Looking back on that invasion more than a thousand years afterward, the Egyptian historian Manetho characterized the Hyksos as barbarians who “burned our cities ruthlessly, razed to the ground the temples of our gods, and treated all the natives with a cruel hostility, massacring some and leading into slavery the wives and children of others.
After occupying Lower Egypt and establishing their capital at Avaris, the Hyksos refrained from attacking the rulers of Upper Egypt in Thebes. Instead, they demanded tribute from the Thebans and took their princesses as wives.
Far from dragging Egypt back into barbarism, the Hyksos prodded the country forward by introducing new technology, including chariots and bronze weapons. Those innovations were adopted and exploited by Egyptians when they wearied of paying tribute to the foreigners and set out to defeat them.
King Kamose of Thebes launched that campaign, vowing to save Egypt and “smite the Asiatics.” He died before completing the conquest, though, leaving as heir his young relative Ahmose, who may still have been under the care of his mother, Queen Ahhotep.
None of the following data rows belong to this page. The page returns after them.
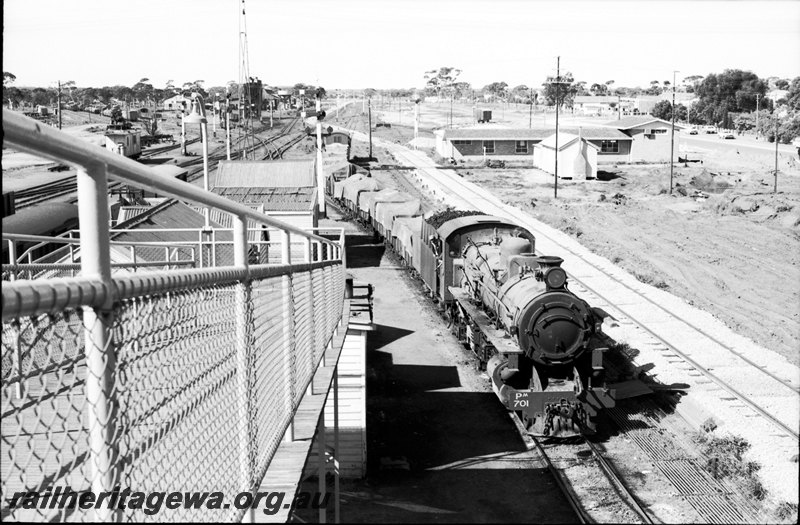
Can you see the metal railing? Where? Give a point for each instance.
(178, 380)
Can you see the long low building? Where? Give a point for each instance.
(613, 145)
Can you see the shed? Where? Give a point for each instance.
(368, 200)
(285, 189)
(355, 185)
(650, 137)
(288, 173)
(406, 231)
(577, 157)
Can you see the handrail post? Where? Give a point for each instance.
(99, 347)
(71, 253)
(244, 361)
(342, 250)
(290, 372)
(12, 258)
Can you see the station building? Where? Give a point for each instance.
(648, 139)
(518, 144)
(284, 189)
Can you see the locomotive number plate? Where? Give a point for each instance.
(520, 400)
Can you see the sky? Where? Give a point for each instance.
(342, 44)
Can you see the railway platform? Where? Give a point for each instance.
(439, 446)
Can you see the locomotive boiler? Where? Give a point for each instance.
(539, 340)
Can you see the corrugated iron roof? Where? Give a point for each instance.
(155, 225)
(290, 173)
(496, 134)
(579, 99)
(564, 140)
(634, 121)
(273, 199)
(595, 132)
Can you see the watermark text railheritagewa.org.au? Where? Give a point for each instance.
(154, 502)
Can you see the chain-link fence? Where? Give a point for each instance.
(188, 382)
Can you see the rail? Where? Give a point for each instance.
(178, 380)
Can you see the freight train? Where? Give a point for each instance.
(540, 344)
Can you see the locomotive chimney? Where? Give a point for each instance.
(549, 261)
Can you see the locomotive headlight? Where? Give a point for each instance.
(555, 278)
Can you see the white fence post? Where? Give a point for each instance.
(99, 347)
(244, 368)
(290, 372)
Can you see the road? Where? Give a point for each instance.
(742, 144)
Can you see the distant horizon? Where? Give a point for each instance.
(390, 44)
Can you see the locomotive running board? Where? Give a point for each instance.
(498, 338)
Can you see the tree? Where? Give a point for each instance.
(441, 79)
(598, 89)
(563, 86)
(461, 89)
(522, 93)
(8, 79)
(654, 89)
(663, 110)
(731, 91)
(793, 97)
(496, 89)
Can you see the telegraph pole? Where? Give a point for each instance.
(672, 137)
(530, 114)
(369, 105)
(558, 94)
(775, 190)
(757, 97)
(59, 104)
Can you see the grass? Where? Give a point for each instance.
(652, 281)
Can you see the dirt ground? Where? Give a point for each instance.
(732, 250)
(734, 254)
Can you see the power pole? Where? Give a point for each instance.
(59, 104)
(451, 109)
(530, 114)
(416, 119)
(775, 190)
(558, 94)
(369, 104)
(672, 137)
(757, 97)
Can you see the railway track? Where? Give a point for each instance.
(743, 382)
(592, 458)
(67, 187)
(728, 380)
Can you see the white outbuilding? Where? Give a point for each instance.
(577, 157)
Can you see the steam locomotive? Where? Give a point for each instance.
(539, 343)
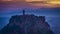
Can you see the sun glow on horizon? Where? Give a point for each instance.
(38, 3)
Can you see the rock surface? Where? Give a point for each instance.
(27, 24)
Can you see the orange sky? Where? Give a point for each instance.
(35, 3)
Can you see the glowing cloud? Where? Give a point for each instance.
(37, 3)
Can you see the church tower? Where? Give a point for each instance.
(23, 12)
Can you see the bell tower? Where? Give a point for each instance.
(23, 12)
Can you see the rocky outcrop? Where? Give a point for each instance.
(27, 24)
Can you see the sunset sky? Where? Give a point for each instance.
(48, 8)
(32, 3)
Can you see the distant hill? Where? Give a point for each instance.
(27, 24)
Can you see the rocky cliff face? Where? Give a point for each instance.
(27, 24)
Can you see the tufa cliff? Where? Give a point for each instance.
(27, 24)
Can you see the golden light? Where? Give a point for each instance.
(7, 0)
(37, 3)
(54, 2)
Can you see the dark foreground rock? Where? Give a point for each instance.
(27, 24)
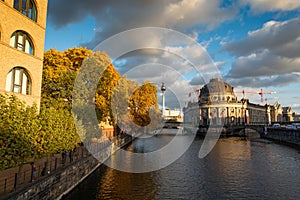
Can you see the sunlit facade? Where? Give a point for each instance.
(22, 35)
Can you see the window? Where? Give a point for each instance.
(18, 80)
(26, 7)
(20, 40)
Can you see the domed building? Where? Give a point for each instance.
(218, 106)
(216, 91)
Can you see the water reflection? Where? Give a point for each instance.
(235, 169)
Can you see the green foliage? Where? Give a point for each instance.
(25, 134)
(18, 124)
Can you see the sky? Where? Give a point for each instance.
(251, 44)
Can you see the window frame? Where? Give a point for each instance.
(17, 86)
(21, 45)
(27, 8)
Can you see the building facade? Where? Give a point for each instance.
(218, 105)
(22, 36)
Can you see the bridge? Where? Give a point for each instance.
(289, 136)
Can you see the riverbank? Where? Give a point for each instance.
(59, 182)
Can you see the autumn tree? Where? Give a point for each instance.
(143, 104)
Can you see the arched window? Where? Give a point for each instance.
(26, 7)
(19, 81)
(20, 40)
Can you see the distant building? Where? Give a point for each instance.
(287, 114)
(22, 35)
(296, 117)
(218, 105)
(173, 115)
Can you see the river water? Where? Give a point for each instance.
(235, 169)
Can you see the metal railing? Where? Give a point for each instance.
(19, 177)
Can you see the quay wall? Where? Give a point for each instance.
(283, 135)
(59, 183)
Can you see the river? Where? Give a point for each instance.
(235, 169)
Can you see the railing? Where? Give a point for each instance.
(19, 177)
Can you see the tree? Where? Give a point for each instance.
(18, 125)
(142, 101)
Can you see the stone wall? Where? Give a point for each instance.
(283, 135)
(59, 183)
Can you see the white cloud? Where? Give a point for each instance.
(267, 56)
(279, 37)
(272, 5)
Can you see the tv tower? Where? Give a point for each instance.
(163, 89)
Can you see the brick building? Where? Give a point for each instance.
(22, 35)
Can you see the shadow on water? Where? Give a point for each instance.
(236, 168)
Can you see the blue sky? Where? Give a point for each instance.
(254, 43)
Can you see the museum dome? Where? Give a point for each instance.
(217, 91)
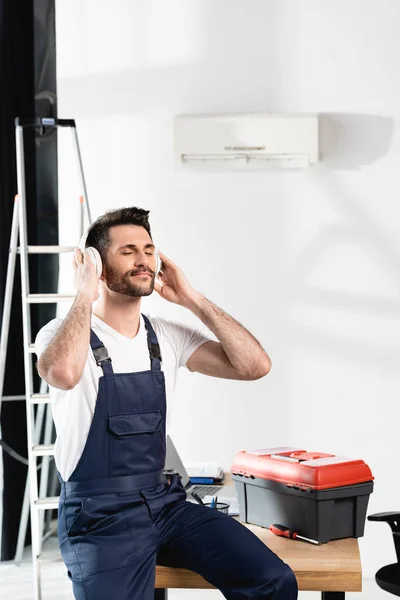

Ahmose later praised her in writing as one who cared for Egypt and “looked after her soldiers,” suggesting that she served as regent until he matured and took command.
When Ahmose expelled the Hyksos from the delta around 1550, the triumph marked the dawn of the New Kingdom, whose rulers concluded that the best way to prevent another invasion from western Asia was to compete there for imperial supremacy.